11. Il ressort des pièces du dossier que M. A… est entré en France afin d’y solliciter l’asile et a été autorisé à y séjourner le temps de l’instruction de sa demande. Si en raison du rejet de celle-ci, il ne bénéficie plus du droit de se maintenir sur le territoire français prévu par les dispositions des articles L. 541-1 et suivants du code de l’entrée et du séjour des étrangers et du droit d’asile et peut dès lors faire l’objet d’une mesure d’éloignement sur le fondement du 4° de l’article L. 611-1 du code de l’entrée et du séjour des étrangers et du droit d’asile, le préfet de la Seine-Saint-Denis, en assortissant la mesure d’éloignement prononcée à son encontre d’une interdiction de retour sur le territoire français d’une durée de douze mois, alors qu’il ne ressort pas du dossier et n’est pas même allégué que l’intéressé représenterait une menace pour l’ordre public ou qu’il se serait soustrait à une précédente mesure d’éloignement, a commis une erreur dans l’appréciation de la situation de M. A….

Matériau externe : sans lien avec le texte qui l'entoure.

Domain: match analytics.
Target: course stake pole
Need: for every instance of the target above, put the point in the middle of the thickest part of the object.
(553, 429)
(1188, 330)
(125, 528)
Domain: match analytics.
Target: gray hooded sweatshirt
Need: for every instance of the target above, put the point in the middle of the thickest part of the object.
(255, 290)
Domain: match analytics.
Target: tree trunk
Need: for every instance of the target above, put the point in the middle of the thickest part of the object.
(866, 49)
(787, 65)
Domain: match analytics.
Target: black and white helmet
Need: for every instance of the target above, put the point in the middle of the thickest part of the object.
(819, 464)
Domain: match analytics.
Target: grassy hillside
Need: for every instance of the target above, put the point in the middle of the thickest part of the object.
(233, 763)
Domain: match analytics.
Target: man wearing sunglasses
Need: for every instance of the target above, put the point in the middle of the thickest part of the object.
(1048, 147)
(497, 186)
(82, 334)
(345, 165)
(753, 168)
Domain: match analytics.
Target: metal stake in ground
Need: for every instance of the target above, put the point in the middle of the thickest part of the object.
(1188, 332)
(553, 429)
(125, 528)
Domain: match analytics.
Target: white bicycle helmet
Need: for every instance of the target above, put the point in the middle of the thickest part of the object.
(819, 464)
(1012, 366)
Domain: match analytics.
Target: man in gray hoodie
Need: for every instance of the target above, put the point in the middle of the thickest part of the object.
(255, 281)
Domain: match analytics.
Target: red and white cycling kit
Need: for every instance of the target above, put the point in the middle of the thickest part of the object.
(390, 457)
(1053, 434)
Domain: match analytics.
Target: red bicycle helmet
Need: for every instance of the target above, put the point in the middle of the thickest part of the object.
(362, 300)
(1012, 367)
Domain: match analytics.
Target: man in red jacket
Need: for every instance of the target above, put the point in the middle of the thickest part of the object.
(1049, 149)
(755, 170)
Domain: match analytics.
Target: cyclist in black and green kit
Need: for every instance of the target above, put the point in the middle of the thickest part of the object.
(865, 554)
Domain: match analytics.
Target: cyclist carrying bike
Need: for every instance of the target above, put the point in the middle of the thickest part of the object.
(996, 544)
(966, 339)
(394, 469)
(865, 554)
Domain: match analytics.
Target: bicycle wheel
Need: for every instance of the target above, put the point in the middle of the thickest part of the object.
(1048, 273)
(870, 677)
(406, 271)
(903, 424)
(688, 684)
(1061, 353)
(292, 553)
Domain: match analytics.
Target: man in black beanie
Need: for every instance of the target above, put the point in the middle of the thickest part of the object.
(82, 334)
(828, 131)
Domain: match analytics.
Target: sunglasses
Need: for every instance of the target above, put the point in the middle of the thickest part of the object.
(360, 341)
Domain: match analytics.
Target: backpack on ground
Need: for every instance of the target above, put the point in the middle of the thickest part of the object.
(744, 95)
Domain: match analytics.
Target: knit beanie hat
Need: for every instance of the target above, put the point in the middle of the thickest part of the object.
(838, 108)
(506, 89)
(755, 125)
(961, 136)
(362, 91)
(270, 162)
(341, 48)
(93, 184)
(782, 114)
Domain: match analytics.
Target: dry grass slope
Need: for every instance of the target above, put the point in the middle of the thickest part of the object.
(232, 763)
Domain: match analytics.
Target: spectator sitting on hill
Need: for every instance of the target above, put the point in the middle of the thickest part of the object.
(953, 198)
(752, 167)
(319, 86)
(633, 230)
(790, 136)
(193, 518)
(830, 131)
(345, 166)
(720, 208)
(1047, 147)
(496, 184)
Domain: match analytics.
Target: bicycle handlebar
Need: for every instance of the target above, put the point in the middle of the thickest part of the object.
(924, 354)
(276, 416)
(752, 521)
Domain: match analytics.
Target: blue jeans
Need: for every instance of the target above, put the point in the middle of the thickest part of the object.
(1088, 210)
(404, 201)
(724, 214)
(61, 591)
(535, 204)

12. Par conséquent, et sans qu’il soit besoin de se prononcer sur les autres moyens de la requête, M. A… est fondé à demander l’annulation de la décision prononçant à son encontre une interdiction de retour sur le territoire français d’une durée de douze mois.
Sur les conclusions à fin d’injonction :
13. Le présent jugement, qui se borne à annuler la décision portant interdiction de retour sur le territoire français pour une durée de douze mois, implique seulement l’effacement du signalement de M. A… aux fins de non admission dans le système d’information Schengen. Par suite, il y a lieu d’enjoindre au préfet de la Seine-Saint-Denis ou à tout autre préfet territorialement compétent de faire procéder à cet effacement sans délai.
Sur les frais de l’instance :
14. Les dispositions de l’article L. 761-1 du code de justice administrative font obstacle à ce que soit mise à la charge de l’Etat, qui n’est pas la partie perdante pour l’essentiel dans la présente instance, la somme que le requérant demande en application de ces dispositions.
D E C I D E :
Article 1er : La décision du 2 octobre 2024 par laquelle le préfet de la Seine-Saint-Denis a prononcé à l’encontre de M. A… une interdiction de retour sur le territoire français pour une durée de douze mois est annulée.
Article 2 : Il est enjoint au préfet de la Seine-Saint-Denis ou à tout autre préfet territorialement compétent de procéder sans délai à l’effacement du signalement de M. A… dans le système d’information Schengen.
Article 3 : Le surplus des conclusions de la requête de M. A… est rejeté.
Article 4 : Le présent jugement sera notifié à M. B… A… et au préfet de la Seine-Saint-Denis.
Délibéré après l’audience du 7 novembre 2025, à laquelle siégeaient :
-Mme C…, présidente,
-Mme Van Maele, première conseillère,
-Mme Chaillou, conseillère.
Rendu public par mise à disposition au greffe le 24 novembre 2025.
La présidente-rapporteure,
J. C…
L’assesseure la plus ancienne dans l’ordre du tableau,
S. Van Maele
La greffière,
P. Demol
La République mande et ordonne au préfet de la Seine-Saint-Denis ou à tout préfet territorialement compétent, en ce qui le concerne ou à tous commissaires de justice à ce requis en ce qui concerne les voies de droit commun contre les parties privées, de pourvoir à l’exécution de la présente décision.